Aquí, los 25 kilómetros se convierten en el requisito mínimo, mientras que los 32 kilómetros representan el objetivo ideal. La clave, como siempre, es un aumento gradual y sostenible de la distancia semanal a medida que tu condición física mejora y tu cuerpo se vuelve más resistente al volumen de kilómetros.
Para aquellos con objetivos de tiempo más ambiciosos (por ejemplo, bajar de 3:30), Conley sugiere completar al menos dos carreras largas de 29 a 32 kilómetros, incluyendo tramos a ritmo de carrera. Este enfoque es un ejercicio imprescindible: enseña a sentir el ritmo objetivo cuando ya estamos fatigados y a determinar si el ritmo escogido es realmente sostenible.
Los corredores que se mueven entre las 3:30 y las 4 horas pueden progresar hasta hacer una o dos tiradas largas de 32 km cerca de su momento álgido de entrenamiento, también con posibles tramos a ritmo de carrera. (Aquí es donde se juega la partida de verdad).
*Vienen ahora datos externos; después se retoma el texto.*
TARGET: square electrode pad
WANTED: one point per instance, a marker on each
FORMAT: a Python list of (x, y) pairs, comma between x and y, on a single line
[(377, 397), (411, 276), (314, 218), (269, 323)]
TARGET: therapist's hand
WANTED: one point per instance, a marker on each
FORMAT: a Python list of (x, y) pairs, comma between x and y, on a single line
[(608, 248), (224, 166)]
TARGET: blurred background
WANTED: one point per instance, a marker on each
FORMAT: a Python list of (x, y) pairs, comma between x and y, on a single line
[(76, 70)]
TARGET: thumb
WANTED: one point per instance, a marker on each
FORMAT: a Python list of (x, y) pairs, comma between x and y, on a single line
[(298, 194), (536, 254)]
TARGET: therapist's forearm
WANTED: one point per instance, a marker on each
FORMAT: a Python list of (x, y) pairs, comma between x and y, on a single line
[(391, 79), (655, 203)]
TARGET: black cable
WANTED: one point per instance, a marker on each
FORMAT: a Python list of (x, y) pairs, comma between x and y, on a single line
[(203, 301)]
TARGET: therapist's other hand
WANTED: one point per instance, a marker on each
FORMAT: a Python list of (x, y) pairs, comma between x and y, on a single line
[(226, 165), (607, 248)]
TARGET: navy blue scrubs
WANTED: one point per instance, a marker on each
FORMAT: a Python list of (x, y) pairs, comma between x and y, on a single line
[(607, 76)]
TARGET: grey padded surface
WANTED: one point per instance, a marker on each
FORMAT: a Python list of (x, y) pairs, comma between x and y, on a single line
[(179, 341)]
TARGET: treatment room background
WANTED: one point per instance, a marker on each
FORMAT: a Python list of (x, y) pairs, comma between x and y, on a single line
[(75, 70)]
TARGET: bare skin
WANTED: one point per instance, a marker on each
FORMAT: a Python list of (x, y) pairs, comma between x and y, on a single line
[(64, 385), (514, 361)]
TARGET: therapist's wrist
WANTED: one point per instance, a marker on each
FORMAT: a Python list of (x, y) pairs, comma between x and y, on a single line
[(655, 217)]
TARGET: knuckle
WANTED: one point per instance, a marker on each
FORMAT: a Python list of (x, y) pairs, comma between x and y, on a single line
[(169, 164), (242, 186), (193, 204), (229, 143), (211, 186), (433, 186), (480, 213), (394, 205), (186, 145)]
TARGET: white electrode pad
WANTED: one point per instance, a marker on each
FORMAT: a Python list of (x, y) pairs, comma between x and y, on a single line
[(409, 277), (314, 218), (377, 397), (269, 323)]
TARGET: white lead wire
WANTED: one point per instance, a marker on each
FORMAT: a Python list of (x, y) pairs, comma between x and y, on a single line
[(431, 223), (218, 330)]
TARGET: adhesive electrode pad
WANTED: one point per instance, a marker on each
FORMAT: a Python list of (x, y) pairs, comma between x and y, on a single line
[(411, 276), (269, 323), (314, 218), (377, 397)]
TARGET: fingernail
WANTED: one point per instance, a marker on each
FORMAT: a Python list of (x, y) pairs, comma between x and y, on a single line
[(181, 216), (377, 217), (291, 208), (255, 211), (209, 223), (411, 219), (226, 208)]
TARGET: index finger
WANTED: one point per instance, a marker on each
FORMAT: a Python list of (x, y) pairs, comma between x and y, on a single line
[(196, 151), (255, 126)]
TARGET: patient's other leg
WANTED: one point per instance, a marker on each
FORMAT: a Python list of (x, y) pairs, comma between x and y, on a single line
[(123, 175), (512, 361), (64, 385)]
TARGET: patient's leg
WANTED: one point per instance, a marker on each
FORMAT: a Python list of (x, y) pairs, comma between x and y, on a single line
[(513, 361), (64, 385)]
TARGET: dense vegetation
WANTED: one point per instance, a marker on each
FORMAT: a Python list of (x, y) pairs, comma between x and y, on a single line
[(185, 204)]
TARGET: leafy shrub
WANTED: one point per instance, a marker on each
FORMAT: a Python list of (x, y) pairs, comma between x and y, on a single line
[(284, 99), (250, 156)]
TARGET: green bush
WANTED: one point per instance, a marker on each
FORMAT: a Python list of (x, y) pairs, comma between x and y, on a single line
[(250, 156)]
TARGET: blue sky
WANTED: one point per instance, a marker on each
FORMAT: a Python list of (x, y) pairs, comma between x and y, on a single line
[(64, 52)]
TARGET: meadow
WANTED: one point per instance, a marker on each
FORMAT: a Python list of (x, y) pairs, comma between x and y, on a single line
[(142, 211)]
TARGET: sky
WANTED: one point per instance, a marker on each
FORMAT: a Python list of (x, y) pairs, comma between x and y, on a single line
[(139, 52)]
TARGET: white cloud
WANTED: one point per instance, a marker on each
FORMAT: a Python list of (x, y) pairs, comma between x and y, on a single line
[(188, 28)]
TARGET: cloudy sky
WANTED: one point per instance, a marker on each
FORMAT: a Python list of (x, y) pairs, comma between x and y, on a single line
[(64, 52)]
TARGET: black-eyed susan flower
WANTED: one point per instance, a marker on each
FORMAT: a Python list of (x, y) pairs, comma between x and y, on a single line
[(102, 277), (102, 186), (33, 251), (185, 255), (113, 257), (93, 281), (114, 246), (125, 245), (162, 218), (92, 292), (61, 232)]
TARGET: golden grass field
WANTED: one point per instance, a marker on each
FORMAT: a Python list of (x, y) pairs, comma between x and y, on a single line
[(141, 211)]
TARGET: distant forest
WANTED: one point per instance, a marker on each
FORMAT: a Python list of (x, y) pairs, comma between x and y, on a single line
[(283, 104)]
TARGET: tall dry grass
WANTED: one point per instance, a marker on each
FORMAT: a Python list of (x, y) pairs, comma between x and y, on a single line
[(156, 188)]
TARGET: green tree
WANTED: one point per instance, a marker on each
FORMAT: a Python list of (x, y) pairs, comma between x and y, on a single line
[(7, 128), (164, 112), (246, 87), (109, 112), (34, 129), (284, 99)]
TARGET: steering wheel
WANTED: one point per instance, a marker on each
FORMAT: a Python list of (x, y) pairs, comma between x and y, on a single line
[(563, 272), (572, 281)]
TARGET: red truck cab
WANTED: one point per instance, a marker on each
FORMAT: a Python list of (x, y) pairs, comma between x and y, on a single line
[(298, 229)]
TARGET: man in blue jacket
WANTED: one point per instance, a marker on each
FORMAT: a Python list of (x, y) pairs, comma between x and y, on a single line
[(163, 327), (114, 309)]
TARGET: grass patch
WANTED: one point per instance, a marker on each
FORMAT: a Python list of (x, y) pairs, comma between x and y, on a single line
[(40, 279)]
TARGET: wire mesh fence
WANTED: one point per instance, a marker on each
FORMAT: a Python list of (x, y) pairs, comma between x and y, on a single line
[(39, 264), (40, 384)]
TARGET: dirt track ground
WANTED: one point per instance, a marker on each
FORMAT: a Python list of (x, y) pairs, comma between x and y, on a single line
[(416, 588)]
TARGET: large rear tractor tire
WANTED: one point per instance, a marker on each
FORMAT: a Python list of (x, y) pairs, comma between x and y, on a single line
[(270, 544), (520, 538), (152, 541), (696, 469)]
La regla de oro para este nivel es clara: una vez has corrido varios maratones y conoces la dureza del reto, tu tirada larga debería aumentar en paralelo a tu kilometraje semanal total.
El secreto oculto de los corredores avanzados: más allá de la distancia
Llegamos al nivel donde los objetivos son verdaderamente de élite: correr por debajo de las 2:30. Para estos corredores, la carrera larga no se trata tanto de una distancia mínima específica, sino de asegurar que el kilometraje semanal global sea suficientemente alto y con un propósito bien definido para lograr esta meta.
Para alcanzar marcas tan rápidas, el kilometraje semanal máximo probablemente deberá llegar, según Mandje, a al menos 112-128 kilómetros. Esta cifra dependerá siempre del historial de lesiones del atleta, la experiencia previa en entrenamiento y su respuesta al volumen de trabajo. Es un esfuerzo colectivo entre el cuerpo y la mente.
Con una base aeróbica sólida, los corredores avanzados deberían ser capaces de aumentar rápidamente la distancia de sus carreras largas hasta los 29-32 kilómetros (18-20 millas). A partir de ahí, progresarán hacia esfuerzos que permitan alcanzar los impresionantes 112-128 kilómetros semanales durante el entrenamiento de máxima intensidad.
Conley añade que sus maratonianos que buscan el 2:30 suelen completar al menos dos carreras largas de 32 kilómetros, además de una que puede llegar hasta los 35 kilómetros. Es un volumen que muchos de nosotros solo podemos soñar, pero que demuestra la intensidad requerida para estos objetivos.
Independientemente de tu nivel o tu objetivo, el principio es el mismo: cada kilómetro que corres debe contribuir a tu rendimiento el día de la competición. Esto significa equilibrar las carreras largas y los entrenamientos suaves con sesiones de calidad, como intervalos, esfuerzos de umbral y carreras a ritmo de competición. Solo así tus carreras más largas te prepararán no solo para cubrir la distancia del maratón, sino para correrla con fuerza y rapidez.
No hay espacio para la improvisación si quieres cruzar la meta con éxito. (Nuestro cuerpo nos lo agradecerá eternamente).